На улице в море огней смеялись чьи-то тихие голоса. Смеялась душа Бореньки. И он бодро шагал и счастливо чувствовал, что все злые туманы мало-помалу исчезают из головы…
У панны Жозефины веселье в полном разгаре. Сама она неожиданно проявила таланты увлекательной хозяйки, умевшей зажечь своих гостей фейерверочным разговором, шутками, не всегда скромными, остротами, большей частью смелыми, потешными анекдотами и игрою слов, в которых русский и польский языки были смешаны в комичном узоре.
Анелька сидела рядом с Гродецким, и ее голубые глазки, казавшиеся вечером совершенно черными, поблескивали своею матовою поволокою, — вуалью юной, просыпающейся страсти. Гродецкий подтянулся. Сегодня он строг и важен. Только красные прыщи были еще более красны. Да глаза с особой пугливостью, понятной только Бореньке, бегали по сторонам, ни на чем не останавливаясь.
Он развязно болтал, и Анелька хохотала громко и задорно, поглядывая все время на Бореньку. Хмельницкий держался в стороне. Он точно брезгал подойти поближе к Гродецкому и старался развлечься разговором с паном Завадским. Лицо студента выражало муку: сегодня впервые он с утра делает попытку ничего не пить, и мучительная судорога все время бродит по его лицу и точно тиком сводит его в гримасы. Но Хмельницкий бодрится, и его не искушают напитки, соблазнительно расставленные на белоснежной скатерти и манившие своими много сулящими горлышками.
Анелька кокетничает с Гродецким, и Боренька старается быть хладнокровным.
С первого момента, как только он увидел Анельку, сердце его кольнуло сладкой болью. Он так себе и представлял свою будущую жену. Голубые весенние глаза, каштановые локоны, капризные, не поддающиеся никакой дисциплине и по-юношески смело набегающие на лоб, окружающие розовые ушки ореолом, падающие сзади очаровательной косой. Мягкий ротик, немного большой, немного пухлые губы… Слишком крупные, хищные зубы. Кажется, он мечтал о крошечных жемчужных? Нет, именно он мечтал о таких крупных. Они говорят о силе воли, о характере, об уменье жить самостоятельно и брать у жизни все, что нужно.
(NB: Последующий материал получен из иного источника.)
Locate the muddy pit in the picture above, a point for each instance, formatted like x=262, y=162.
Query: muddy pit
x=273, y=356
Тонкая талья. Вздрагивающие бедра, зовущие, льнущие. А вот обозначилась ножка. И, кажется, голубой чулок… Голубой, голубой… Какое счастье!
Вдруг у Бореньки потемнело в глазах. Ему показалось, что Гродецкий слишком близко подвинулся к Анельке и незаметно пожал ей руку. Боренька вспыхнул. Потом побледнел, и рука его потянулась к вину. Залпом выпил он стакан, и мысли его запрыгали в неуклюжем танце.
Этот шпион, предатель, сыщик смеет трогать ее, нежную, как незабудку. И он мечтает о ней, смеет грязнить ее своими гнусными мыслями. А она, как голубок, слушает его покорно и кротко и, быть может, верит ему. А он расставляет свои гнусные сети и торжествует… Надо мной?
Боль делается невыносимой. Боренька встает, но панна Жозефина уже около него. Ее полная тяжелая рука легла на его руку, и она томно и с сильно запоздавшим кокетством говорит ему шепотом:
— Разве господину скучно? Разве панна Анелька не нравится? Разве господин не любит таких королев?
И, отведя его в глубину гостиной, панна Жозефина начинает шептать Бореньке какие-то слова, мало ему понятные, но волнующие. И ревность, как змей, начинает сосать его сердце.
— Пусть господин будет посмелее. Господин нравится Анельке. Она сама говорила. А Гродецкий что; нищий! Панночка так только кокетство делает. Я сейчас Анельку к вам пришлю.